Hier, au Bifff, elles étaient une quarantaine à se casser bruyamment pendant la projection de Love Lies Bleeding, la rage au ventre.  Le film n’est pas en cause – c’est à mon sens le meilleur que j’ai vu au Bifff cette année. Le thriller électrique de Rose Glass, déjà autrice en 2019 d’un habile et dérangeant Saint Maud, s’engage ici dans une histoire d’amour tortueuse et puissante. Sa réalisation magnifique immerge d’emblée dans un club de culturisme des années 80 dont l’employée, Lou (super Kristen Stewart) tombe en fascination/amour pour Jackie (Katy O’Brian, impressionnante). Sans spoiler, leur relation ne sera ni simple, ni tranquille. De l’amour, de la passion, de la chair, de la défense des femmes battues, du meurtre, un peu de gore, et une dose d’onirisme, et des personnages secondaires bien dérangés (Ed Harris – Anna Baryshnikov). Bref, un moment de réel cinéma d’autrice, intelligent et troublant. Les sélectionneurs du Sundance Festival ne s’y sont pas trompés. Ceux du Bifff non plus, d’ailleurs.

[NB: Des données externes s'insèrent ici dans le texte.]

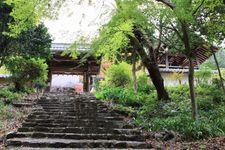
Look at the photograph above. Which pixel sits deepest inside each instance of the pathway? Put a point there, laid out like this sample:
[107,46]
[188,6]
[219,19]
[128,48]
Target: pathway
[66,121]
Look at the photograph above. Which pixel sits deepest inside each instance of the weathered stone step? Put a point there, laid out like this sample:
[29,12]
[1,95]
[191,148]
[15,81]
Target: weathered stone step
[85,121]
[71,110]
[61,143]
[60,111]
[121,137]
[76,116]
[78,124]
[84,130]
[77,119]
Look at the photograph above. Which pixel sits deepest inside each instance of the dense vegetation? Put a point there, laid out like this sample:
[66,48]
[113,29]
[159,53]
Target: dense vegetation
[138,33]
[24,49]
[174,115]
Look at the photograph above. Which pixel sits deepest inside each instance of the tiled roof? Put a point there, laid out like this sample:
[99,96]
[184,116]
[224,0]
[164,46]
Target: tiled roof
[64,46]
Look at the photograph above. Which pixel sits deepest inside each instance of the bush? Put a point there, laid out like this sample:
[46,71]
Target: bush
[119,75]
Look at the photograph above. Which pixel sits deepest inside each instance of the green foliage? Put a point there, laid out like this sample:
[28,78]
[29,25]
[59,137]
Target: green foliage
[34,71]
[72,51]
[203,75]
[174,115]
[27,14]
[143,84]
[210,63]
[7,96]
[114,36]
[118,75]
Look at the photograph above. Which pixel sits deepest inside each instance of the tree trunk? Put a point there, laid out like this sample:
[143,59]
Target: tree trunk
[191,88]
[152,68]
[219,71]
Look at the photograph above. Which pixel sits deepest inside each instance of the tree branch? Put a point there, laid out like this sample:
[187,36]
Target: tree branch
[167,2]
[195,11]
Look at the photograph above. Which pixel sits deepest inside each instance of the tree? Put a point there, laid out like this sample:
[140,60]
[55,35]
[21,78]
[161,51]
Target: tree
[126,33]
[33,71]
[35,42]
[191,21]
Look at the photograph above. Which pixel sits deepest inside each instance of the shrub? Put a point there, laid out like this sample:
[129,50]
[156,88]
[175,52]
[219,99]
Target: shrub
[119,75]
[27,72]
[8,96]
[144,85]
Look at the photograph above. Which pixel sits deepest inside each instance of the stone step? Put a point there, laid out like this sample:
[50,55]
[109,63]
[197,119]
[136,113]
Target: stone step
[42,112]
[84,130]
[62,143]
[121,137]
[84,122]
[78,124]
[76,119]
[63,115]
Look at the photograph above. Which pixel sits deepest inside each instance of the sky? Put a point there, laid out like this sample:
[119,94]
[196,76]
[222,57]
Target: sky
[79,19]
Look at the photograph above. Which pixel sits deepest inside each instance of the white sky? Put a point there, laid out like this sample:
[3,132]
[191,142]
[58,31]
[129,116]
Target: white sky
[80,19]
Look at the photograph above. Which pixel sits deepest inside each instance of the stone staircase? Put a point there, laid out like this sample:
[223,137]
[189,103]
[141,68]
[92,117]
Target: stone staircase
[68,121]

C’était sans compter avec les hardcore Bifffiens de base. On les connaît, on les reconnaît, ils gueulent fort, et mêlent un «humour de salle de garde» avec un esprit potache. Vieux ados au tee-shirt fatigué et à la verve rustaude. Ils sont flattés dans le sens du poil – long et gris – par le présentateur (lors de la séance de Stockholm Blood Bath, un spectateur s’époumone: «la chanson est courte», Stéphane répond «comme ta bite!»). Bref, l’esprit beauf dans un corps d’homme blanc corpulent, sûr de son droit de «rire de tout».

Dans ton Bifff!

Le film fait la part belle à la sensualité des personnages. Et les commentaires passent rapidement des classiques «n’y va pas» ou «la porte!», qui sont drôles au Bifff, à des insultes lesbophobes, qui ne sont ni marrantes, ni tolérables où que ce soit. Et là, tout s’emballe. Les représentant·es de la communauté LGTBQIA+, en nombre dans la salle, se lèvent comme une seule femme, et engueulent copieusement les connards. Mieux, deux d’entre eux se font gifler…

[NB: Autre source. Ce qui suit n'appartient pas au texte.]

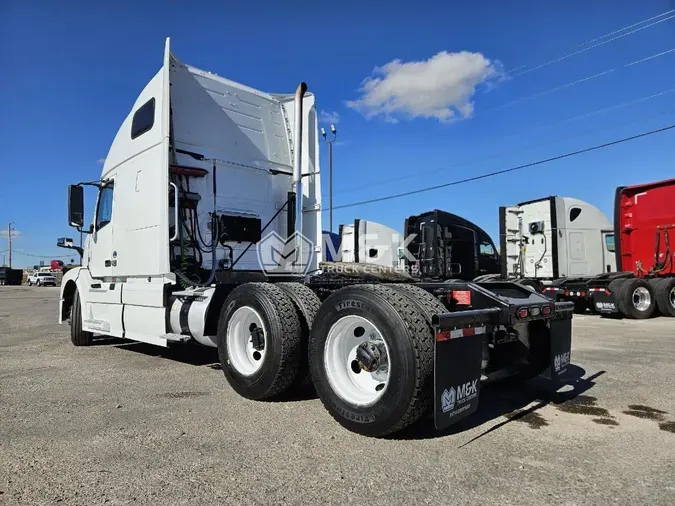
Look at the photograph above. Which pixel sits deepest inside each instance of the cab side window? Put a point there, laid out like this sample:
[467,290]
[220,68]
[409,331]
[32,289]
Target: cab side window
[143,119]
[486,249]
[104,211]
[609,243]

L’esprit beauf dans un corps d’homme blanc corpulent, sûr de son droit de «rire de tout».

Surgissement du service d’ordre. Ça hurle, ça chahute. Et tout le monde se fait évacuer. Enfin, pas les connards-insultants, bien sûr, les autres, les «agité·es violentes»… Derrière la porte, iels scandent des slogans anti-homophobes – tout en se faisant rudoyer par le service d’ordre bifffien, semble-t-il (témoignages ultérieurs confirmés).

Retour dans la salle. La projection est interrompue. Deux porte-parole du Bifff montent sur scène. Deux femmes (que l’on envoie courageusement au casse-pipe ?). Elles tiennent un discours ahurissant sur la liberté d’expression et le respect de toutes et tous. Certes, on comprend l’intention de «calmer le jeu» dans une salle au bord de l’émeute. Mais si je résume le contenu de l’intervention, en substance, «si t’es lesbienne et qu’on t’insulte, c’est rigolo, mais bon, ok, gentils les garçons. Mais si toi tu te fâches vraiment, t’es hystérique et violente, et ça c’est vraiment intolérable».

Les hommes de Néandertal, c’était hier…

Très mauvais jugement de la part du Bifff, qui s’enfonce et manque l’occasion de rappeler à son «public-fétiche» que les hommes de Néandertal, c’était hier, et que le sexisme de base ne passera plus. Coupable double discours.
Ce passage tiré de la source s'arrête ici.